Lo and behold! The vast amount of comic book fans and other sci-fi loving movie-goers responded in favor and rewarded X-Men with a big bang at the box office. Dollar signs mean sequel so one was developed immediately. No film company's president is going to badmouth a film while it's being created so Rothman was quiet -- but not for long.

Rumors swirled around the time filming started for X2: X-Men United. It was three years later but this time studio notes came fast and furious; Ain't It Cool News reported that Rothman kept wanting Storm and Wolverine to become a couple and various other reports stated that Rothman and his administration began to micro-manage Singer and his production team to the nth degree.

It's now early 2005. 20th Century Fox still had not signed Bryan Singer to direct a third X-Men installment, X3. Delay after delay after delay was becoming the norm. In the ensuing time, Alan Horn, an executive at Warner Brothers, holds a meeting with Singer to ask him if he'd be interested in developing and directing their long-stalled Superman film - no corporate over-the-shoulder glances or studio notes. Singer, a long-time Superman fan, would be allowed to use his own writers and production team. Singer wanted the film to be a sequel to Superman II. Horn and the executives at Warner Brothers were ecstatic with Bryan Singer's take.

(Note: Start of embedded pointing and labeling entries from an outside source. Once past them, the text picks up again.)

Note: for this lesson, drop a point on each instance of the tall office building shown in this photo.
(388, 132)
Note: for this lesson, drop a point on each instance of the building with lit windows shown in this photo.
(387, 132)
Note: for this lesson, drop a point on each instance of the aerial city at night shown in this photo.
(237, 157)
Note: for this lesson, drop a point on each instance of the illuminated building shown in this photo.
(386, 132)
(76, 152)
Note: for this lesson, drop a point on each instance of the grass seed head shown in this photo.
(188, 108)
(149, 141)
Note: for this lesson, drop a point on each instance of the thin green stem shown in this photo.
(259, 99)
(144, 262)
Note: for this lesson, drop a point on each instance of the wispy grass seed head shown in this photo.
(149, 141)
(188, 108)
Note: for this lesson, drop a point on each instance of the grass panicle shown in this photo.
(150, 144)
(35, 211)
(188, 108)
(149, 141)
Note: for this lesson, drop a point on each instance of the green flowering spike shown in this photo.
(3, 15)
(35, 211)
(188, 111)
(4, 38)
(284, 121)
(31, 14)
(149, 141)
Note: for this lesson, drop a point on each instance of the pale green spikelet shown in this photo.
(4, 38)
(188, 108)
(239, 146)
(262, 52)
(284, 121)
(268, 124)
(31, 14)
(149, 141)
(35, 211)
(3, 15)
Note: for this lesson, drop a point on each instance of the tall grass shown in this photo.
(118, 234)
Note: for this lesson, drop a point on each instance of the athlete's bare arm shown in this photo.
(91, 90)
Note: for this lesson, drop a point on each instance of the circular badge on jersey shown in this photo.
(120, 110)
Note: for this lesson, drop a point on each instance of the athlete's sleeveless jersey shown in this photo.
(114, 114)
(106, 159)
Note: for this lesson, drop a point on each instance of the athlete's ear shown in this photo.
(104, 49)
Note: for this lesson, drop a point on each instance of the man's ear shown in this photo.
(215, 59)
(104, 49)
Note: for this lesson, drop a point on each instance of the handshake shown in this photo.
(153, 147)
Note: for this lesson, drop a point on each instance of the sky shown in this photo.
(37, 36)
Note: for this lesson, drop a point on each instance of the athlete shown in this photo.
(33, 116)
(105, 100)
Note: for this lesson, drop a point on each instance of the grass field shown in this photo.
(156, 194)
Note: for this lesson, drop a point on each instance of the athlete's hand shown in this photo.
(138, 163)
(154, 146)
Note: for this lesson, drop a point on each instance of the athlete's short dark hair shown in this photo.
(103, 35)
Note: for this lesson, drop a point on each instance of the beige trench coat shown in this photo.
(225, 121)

Both sides said yes and thus a deal was made. Once the news broke, Bryan extended an olive branch, stating that he'd love to return for a third X-Men film once he'd completed Superman Returns.

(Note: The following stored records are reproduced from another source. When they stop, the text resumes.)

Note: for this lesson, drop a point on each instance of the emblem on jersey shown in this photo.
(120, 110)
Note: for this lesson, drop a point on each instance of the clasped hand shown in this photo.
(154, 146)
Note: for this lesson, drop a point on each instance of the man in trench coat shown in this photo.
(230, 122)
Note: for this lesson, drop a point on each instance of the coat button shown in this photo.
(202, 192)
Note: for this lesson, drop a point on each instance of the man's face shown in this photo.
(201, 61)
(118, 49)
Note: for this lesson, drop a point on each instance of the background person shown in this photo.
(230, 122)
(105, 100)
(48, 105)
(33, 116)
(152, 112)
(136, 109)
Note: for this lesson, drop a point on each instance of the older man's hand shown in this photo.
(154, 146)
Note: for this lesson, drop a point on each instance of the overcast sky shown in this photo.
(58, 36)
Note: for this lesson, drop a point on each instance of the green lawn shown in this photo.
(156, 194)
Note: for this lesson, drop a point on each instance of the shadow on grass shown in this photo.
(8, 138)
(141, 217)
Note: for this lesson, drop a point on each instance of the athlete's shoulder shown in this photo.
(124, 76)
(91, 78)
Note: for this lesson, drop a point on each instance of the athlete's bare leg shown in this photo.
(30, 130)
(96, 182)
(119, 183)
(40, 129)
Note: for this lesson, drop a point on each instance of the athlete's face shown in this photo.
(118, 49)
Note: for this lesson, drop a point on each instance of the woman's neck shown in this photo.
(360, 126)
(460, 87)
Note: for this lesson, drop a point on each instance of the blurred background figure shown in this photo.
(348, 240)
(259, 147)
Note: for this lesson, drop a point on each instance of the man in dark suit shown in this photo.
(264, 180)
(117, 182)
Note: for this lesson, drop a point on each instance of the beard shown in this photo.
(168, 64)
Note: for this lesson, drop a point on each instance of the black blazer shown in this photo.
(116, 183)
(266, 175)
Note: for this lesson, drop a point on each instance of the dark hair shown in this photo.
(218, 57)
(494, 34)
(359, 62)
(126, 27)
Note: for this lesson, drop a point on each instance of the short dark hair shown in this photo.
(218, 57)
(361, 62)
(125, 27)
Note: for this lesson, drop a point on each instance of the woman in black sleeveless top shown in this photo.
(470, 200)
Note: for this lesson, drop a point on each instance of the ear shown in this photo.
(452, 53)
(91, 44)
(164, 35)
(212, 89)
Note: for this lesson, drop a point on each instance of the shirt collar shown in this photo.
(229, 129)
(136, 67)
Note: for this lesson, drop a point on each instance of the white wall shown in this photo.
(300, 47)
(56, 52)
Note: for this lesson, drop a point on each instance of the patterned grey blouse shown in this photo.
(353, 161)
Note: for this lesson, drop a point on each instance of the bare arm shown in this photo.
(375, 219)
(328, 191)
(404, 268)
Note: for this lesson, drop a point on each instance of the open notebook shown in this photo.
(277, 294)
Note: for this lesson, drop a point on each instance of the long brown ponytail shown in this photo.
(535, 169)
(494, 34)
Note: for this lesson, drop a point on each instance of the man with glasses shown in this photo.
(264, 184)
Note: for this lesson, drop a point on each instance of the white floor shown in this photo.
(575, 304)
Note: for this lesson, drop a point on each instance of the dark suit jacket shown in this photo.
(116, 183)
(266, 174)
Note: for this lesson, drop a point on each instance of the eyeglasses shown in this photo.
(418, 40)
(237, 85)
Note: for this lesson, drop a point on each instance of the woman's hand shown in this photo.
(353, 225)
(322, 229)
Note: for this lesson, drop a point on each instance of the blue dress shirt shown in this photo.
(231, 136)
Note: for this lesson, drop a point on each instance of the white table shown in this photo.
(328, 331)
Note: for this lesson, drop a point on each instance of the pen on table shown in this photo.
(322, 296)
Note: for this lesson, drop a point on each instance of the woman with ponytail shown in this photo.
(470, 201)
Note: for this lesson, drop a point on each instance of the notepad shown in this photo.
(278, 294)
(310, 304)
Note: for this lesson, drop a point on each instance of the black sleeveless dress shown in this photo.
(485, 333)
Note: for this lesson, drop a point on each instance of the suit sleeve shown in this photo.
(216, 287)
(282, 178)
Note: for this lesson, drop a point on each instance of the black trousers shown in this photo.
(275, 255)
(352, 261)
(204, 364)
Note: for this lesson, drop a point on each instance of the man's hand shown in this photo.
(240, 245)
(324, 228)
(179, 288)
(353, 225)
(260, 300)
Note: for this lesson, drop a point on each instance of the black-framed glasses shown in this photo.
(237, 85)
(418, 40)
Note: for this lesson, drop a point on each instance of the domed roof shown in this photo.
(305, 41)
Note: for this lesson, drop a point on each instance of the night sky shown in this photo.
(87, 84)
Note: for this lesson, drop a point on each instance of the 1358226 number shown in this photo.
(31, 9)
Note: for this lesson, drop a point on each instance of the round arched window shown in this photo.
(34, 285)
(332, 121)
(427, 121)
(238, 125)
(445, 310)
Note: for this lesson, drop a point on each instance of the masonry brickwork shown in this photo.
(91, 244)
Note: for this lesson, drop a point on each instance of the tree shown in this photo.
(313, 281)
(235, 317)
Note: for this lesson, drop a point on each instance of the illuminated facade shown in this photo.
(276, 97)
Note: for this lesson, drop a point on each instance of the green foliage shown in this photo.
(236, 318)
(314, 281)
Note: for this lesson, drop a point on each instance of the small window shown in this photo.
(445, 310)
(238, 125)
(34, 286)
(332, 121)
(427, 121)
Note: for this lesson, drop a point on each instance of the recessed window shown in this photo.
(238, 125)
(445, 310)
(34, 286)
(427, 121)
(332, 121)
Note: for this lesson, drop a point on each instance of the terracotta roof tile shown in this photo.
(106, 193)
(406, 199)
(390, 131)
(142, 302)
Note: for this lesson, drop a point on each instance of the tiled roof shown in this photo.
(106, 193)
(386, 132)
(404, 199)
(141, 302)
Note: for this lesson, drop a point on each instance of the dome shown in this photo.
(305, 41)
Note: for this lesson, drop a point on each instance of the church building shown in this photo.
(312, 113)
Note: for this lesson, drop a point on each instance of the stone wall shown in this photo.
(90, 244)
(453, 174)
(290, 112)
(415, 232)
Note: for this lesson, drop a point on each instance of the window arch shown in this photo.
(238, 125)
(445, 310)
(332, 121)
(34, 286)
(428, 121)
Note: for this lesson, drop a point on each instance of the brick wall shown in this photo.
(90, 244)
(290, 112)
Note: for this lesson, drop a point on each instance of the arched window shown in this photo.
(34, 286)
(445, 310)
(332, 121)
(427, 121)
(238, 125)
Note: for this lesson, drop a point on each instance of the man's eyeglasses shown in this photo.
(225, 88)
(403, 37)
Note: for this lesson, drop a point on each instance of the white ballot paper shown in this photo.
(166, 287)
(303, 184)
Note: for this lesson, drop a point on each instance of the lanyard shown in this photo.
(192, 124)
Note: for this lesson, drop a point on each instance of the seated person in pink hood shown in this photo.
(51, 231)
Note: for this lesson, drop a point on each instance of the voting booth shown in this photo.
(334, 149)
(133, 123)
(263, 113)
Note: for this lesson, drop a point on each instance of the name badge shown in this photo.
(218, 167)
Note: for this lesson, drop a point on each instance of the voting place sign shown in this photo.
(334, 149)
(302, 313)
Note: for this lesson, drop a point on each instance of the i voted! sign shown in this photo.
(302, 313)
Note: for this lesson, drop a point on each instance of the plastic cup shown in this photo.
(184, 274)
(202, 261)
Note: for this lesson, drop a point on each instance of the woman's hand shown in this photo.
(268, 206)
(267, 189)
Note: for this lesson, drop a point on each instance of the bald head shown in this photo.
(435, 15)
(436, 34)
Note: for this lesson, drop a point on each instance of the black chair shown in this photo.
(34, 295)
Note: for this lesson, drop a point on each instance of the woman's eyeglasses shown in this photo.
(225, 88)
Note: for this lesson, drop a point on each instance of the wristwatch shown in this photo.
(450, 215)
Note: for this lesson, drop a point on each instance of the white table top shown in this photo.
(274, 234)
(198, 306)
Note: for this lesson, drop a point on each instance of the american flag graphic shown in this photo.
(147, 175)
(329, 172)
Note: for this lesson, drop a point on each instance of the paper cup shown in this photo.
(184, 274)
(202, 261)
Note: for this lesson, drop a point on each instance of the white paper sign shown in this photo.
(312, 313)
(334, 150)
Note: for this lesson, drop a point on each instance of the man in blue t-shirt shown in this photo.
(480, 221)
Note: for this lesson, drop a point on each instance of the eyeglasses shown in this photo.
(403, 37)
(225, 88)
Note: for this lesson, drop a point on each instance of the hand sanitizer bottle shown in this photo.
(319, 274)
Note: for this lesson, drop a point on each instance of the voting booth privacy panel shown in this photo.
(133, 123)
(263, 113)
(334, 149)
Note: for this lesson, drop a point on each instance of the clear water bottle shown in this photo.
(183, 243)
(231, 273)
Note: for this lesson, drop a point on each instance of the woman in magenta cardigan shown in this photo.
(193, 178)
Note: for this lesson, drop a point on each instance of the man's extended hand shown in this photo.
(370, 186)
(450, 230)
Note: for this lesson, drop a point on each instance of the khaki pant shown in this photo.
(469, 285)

20th Century Fox did not take the news of Singer leaving the X-Men franchise well. Ain't It Cool News reported of guards escorting Singer off the Fox lot after he'd cleaned out his office -- only to have to let him right back in, as he is an executive producer on the hit FOX series House.

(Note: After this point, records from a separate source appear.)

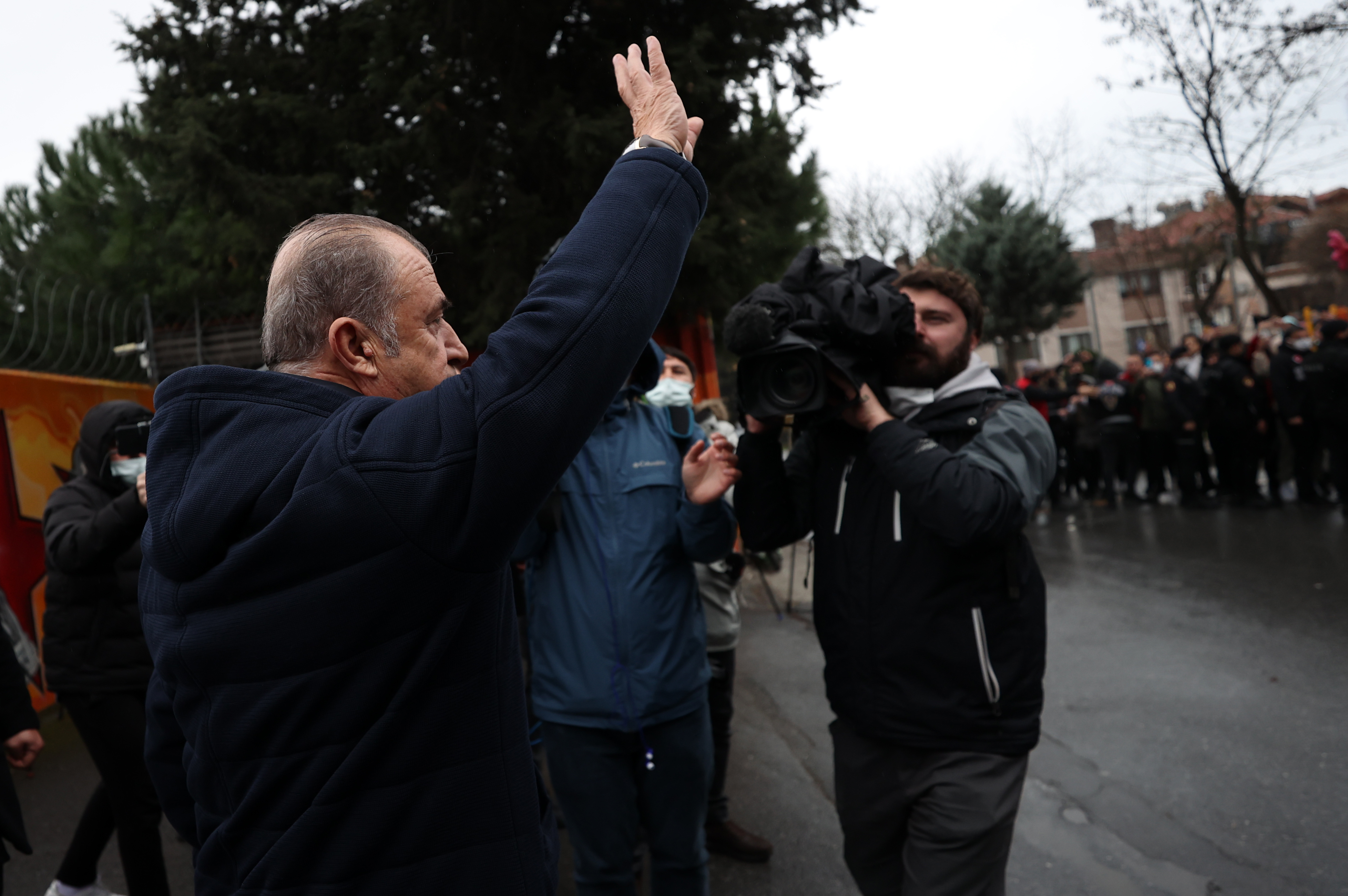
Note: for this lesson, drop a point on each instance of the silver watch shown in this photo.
(646, 142)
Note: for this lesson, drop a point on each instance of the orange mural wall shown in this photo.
(42, 414)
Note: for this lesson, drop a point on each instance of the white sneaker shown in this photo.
(92, 890)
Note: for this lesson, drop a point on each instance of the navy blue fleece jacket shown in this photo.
(337, 704)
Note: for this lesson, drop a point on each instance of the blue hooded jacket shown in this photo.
(337, 702)
(615, 623)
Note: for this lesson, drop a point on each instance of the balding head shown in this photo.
(332, 266)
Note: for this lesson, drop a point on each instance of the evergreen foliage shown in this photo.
(1020, 259)
(482, 128)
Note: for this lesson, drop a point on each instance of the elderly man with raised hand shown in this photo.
(337, 702)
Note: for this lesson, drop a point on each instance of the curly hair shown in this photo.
(953, 286)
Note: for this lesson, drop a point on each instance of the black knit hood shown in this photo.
(96, 434)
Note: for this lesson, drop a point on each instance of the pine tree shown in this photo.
(1018, 258)
(482, 128)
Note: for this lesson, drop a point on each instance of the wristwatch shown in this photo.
(646, 142)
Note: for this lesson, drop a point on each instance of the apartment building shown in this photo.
(1148, 285)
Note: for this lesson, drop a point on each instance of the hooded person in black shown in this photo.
(96, 654)
(1288, 372)
(928, 600)
(1237, 421)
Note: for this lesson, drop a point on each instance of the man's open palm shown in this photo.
(656, 106)
(709, 471)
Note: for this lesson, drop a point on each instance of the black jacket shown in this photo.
(15, 716)
(928, 600)
(92, 639)
(1288, 372)
(1327, 375)
(1237, 401)
(337, 707)
(1184, 399)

Panic-stricken, Fox made an interesting and cool choice. Chosen to succeed Singer to direct X3 was British director Matthew Vaughn, best known for his 2005 film Layer Cake. It seemed Fox was continuing in the tradition they'd followed when assembling the behind-the-scenes talent for the first film. Vaughn's first act was to hire Kelsey Grammer to play the hirsute yet intelligent Beast, a shrewd and logical casting move if ever there was one. Shortly after this, Vaughn opted out, citing he did not want to uproot his family from England to Vancouver for the shoot.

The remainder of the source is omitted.